2.2.1 Typical 5V Antenna Diversity Application with External Microcontroller

Figure 2-3 shows a typical vehicle side antenna diversity application circuit with an external host microcontroller running from a single 5V voltage regulator. The digital I/O pins are always part of the VS power domain, and therefore, set to 5V operation. All internal voltages are generated by the embedded power management circuitry. The DC-DC Converter is set up and activated to supply the analog front end and the power amplifier to substantially reduce the required power in the 5V domain.

The ATA5835 is powered on when the host sets the PWRON pin PB4 to ‘high’. After the internal start-up procedure, the ATA5835 enters the IDLEMode, which is signaled to the host by a system ready event on PB6. The system is now ready for SPI communication with the host. The ATA5835 can also be EEPROM-configured to directly switch to RXMode, PollingMode or TXMode after start-up.

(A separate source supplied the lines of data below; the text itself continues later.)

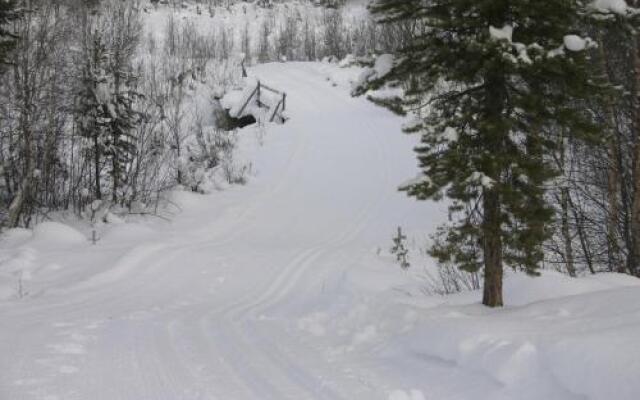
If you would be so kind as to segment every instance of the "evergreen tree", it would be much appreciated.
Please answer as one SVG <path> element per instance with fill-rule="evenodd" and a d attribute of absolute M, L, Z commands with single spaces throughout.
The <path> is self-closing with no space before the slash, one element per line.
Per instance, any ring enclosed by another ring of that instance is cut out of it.
<path fill-rule="evenodd" d="M 403 189 L 452 200 L 460 218 L 439 230 L 432 254 L 484 270 L 483 304 L 501 306 L 503 264 L 536 274 L 553 216 L 545 184 L 557 135 L 591 139 L 579 101 L 599 90 L 576 31 L 578 0 L 377 0 L 383 23 L 414 35 L 390 73 L 368 88 L 402 85 L 416 114 L 422 175 Z M 396 105 L 397 106 L 397 105 Z M 417 111 L 416 111 L 417 110 Z"/>
<path fill-rule="evenodd" d="M 135 102 L 142 97 L 135 90 L 136 77 L 132 74 L 121 76 L 124 79 L 113 87 L 107 103 L 106 141 L 104 154 L 111 166 L 112 200 L 123 200 L 121 189 L 128 182 L 127 167 L 136 153 L 136 138 L 133 135 L 136 125 L 143 115 L 135 109 Z"/>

The RF antenna switch is set up with two antennas at SPDT_ANT1 and SPDT_ANT3 for an antenna diversity application. The harmonic suppression can be improved by using an optional filter on the antenna side. If a SAW filter is used in the transmit path, the user has to ensure that the RF peak voltage on the pins, SPDT_ANTx and SPDT_TX, stays in the range between -0.3V and VS_PA + 0.3V. The antenna diversity algorithm itself is implemented in firmware and will automatically check the signal quality on both antennas whenever the RXMode is activated or a polling channel is checked. The better antenna is selected for telegram reception and stored for transmission of a successive Acknowledge message. This algorithm can significantly improve the service availability in scattered and disturbed environments when choosing an appropriate positioning and orientation of the antennas.